Anne Rachel Aboyoyo Aboyoyo, Face à face

2017-12-30T12:06:16+01:00

 

Je mar­chais sur la route de mon âme
Je mar­chais vers le flot de mes peines
Je mar­chais sur le chemin de ma douleur,
A la ren­con­tre de mon être.
Dans la brume du matin
Lorsque s’ouvrait la gerbe de maïs
Et que tombait la rosée
A l’aube de la pleine matinée
Lorsque se for­mait la boule rose
A l’endroit où ciel et terre sem­blent se toucher
Au réveil des pies féeriques
Quand s’élevaient les voix des chré­tiens vers les cieux
Et que raison­nait l’angélus dans les chapelles
Lorsque s’ouvraient les pétales des fleurs
Et que les gerçait le vent
Lorsque mon corps sor­tait de l’engourdissement nocturne
Et que ma mar­mite bouil­lante s’accouplait avec mon esprit moribond
Le pas léger et les gestes fébriles
Je mar­chais vers le flot de mes peines
A la ren­con­tre de mon être.
A un détour du chemin je le croisai
Il me tint par la main et me conta :
Je suis la coque roulante l’épais brouillard
Qui voile l’entrée de ton être
Je suis la folle avoine du champ qu’a cul­tivée ta mère
Je suis la joie furtive
Le sourire amère
Les som­bres mat­inées de pleurs
De terreur
D’erreur
De malheur
Les pâles couch­ers de soleil de soupirs
De durs souvenirs
De brumeux avenirs
De vains repentirs
Les douloureux levers de soleil d’inquiétude
De lassitude
De qué­mande de mansuétude
A Celui qui promet les béatitudes…
Je suis le mort qui fait sa pro­pre veillée.
Je suis le gris-gris à la force anéantie
Je suis la rame à la puis­sance affaiblie
Je suis la mine boudeuse
Les envies dédaigneuses
La mor­sure venimeuse
Je suis la nuit houleuse de baisers
La femme que nul homme ne peut caser.
Je suis le roc séculaire
Je suis sans force musculaire
Je suis les mânes des ancêtres réincarnés
Je suis les yeux de l’au-delà et même leur nez
Je suis une hors-la loi
Je suis une sans foi
Un séide de l’absolu
J’ai grossi les coups de bâton.
Je suis par­fois aus­si vul­gaire qu’une putain
Mais servi­able comme un bon samaritain…

Et main­tenant,
Je ronge de songe ma vie d’éponge
Je danse la danse des sens en transe
Je marche sur les march­es de l’arche des patriarches
Je mange les anges des âges sages
Et je danse la danse des sens en transe.
Et mon être me disait :
J’aligne les roulis de mes lits avant le midi de ma vie
J’anime mes nuits des cris venant des nids de hiboux
Je décime les cimes de la gloire de cygnes sans soucis
Et j’aligne les roulis de mes lits avant le midi de ma vie
J’assiste à la mai­son des gazons
Je dors sur la toi­son des boissons
J’ovationne les matrones qui désillusionnent
Et j’assiste à la mois­son des gazons
Et j’attends patiem­ment le jour de mon déferrement.

Présentation de l’auteur

Anne Rachel Aboyoyo Aboyoyo

Anne  Rachel ABOYOYO ABOYOYO est Camer­ounaise.
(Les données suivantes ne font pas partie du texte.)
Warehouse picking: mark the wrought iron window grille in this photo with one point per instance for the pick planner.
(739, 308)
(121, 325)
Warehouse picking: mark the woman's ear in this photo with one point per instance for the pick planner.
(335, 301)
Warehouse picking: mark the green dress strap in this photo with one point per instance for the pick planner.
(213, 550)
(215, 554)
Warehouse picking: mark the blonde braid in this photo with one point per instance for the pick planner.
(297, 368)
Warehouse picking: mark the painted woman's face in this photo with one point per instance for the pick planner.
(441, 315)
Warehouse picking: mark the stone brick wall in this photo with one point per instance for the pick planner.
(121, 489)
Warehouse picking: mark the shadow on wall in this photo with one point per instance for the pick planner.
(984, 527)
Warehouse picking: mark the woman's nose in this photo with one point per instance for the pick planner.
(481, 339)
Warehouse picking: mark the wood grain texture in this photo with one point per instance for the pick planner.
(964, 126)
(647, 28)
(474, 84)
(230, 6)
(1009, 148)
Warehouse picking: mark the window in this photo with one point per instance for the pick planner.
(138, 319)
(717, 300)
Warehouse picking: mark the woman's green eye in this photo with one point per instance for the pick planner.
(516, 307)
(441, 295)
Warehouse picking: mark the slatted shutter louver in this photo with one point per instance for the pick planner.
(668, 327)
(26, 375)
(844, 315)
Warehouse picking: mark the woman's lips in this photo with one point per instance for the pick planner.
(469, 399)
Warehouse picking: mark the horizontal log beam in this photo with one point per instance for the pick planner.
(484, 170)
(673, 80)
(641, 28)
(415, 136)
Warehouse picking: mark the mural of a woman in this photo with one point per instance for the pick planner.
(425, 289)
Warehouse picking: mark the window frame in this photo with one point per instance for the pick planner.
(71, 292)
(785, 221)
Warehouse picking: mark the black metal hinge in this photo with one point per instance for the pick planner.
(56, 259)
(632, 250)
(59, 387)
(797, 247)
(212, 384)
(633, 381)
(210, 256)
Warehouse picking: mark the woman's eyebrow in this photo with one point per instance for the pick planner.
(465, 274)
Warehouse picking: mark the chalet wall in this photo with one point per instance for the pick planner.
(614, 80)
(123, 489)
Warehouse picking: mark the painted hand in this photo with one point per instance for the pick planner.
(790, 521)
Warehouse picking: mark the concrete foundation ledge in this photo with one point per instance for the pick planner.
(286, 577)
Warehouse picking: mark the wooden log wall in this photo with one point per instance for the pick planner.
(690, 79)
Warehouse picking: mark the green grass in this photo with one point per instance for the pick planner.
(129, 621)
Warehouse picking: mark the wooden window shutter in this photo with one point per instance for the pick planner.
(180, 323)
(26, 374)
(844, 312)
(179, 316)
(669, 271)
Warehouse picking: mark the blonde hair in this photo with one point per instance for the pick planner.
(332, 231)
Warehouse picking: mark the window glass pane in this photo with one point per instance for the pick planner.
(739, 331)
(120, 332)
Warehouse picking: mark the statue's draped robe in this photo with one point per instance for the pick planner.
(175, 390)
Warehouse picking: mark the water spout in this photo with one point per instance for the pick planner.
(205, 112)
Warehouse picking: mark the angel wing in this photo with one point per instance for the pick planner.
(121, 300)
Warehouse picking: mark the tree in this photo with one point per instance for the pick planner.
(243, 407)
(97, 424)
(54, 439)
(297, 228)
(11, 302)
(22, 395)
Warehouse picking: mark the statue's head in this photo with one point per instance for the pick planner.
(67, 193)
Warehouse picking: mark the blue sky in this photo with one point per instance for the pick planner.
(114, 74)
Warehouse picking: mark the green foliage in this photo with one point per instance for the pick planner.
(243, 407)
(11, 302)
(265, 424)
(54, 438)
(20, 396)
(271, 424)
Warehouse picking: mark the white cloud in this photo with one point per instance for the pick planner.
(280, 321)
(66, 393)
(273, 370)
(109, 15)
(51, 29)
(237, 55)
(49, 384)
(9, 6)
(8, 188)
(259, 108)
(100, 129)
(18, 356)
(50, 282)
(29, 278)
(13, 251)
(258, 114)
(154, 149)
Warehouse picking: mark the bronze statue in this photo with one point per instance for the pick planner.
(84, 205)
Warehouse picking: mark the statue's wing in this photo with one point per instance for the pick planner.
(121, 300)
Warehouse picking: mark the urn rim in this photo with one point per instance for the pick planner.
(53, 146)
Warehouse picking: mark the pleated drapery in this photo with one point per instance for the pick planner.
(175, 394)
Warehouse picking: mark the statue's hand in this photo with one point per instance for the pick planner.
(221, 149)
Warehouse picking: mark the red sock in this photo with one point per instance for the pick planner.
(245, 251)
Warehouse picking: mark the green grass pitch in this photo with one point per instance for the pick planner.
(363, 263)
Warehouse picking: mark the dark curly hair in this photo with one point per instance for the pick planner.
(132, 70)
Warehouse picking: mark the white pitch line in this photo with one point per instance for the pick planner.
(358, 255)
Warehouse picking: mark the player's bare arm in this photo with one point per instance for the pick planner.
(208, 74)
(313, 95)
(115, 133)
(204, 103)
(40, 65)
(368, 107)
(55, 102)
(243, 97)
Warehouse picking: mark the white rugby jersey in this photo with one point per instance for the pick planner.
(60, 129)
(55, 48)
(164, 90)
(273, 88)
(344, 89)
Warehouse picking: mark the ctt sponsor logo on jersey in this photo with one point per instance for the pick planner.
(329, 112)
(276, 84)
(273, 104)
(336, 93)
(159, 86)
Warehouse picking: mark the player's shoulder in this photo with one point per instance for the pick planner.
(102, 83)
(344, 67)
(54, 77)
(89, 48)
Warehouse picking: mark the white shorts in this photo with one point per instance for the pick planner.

Licen­ciée ès let­tres mod­ernes français­es, étu­di­ante à l’Ecole Nor­male Supérieure de Maroua, elle est mem­bre de la Ronde des poètes du Camer­oun et a pub­lié ses pre­miers poèmes dans Bou­quet de cen­dre, antholo­gie de la poésie fémi­nine Camer­ounaise d’expression française (2007). Elle est l’auteure du recueil de poèmes inti­t­ulé Sen­teurs du cré­pus­cule (2011). Ses poèmes qui pren­nent racine dans la pro­fondeur sat­urni­enne de la déca­dence sont de longs thèmes élé­giaques qui baig­nent dans un lyrisme roman­tique dont le but majeur est la sug­ges­tion d’émotion.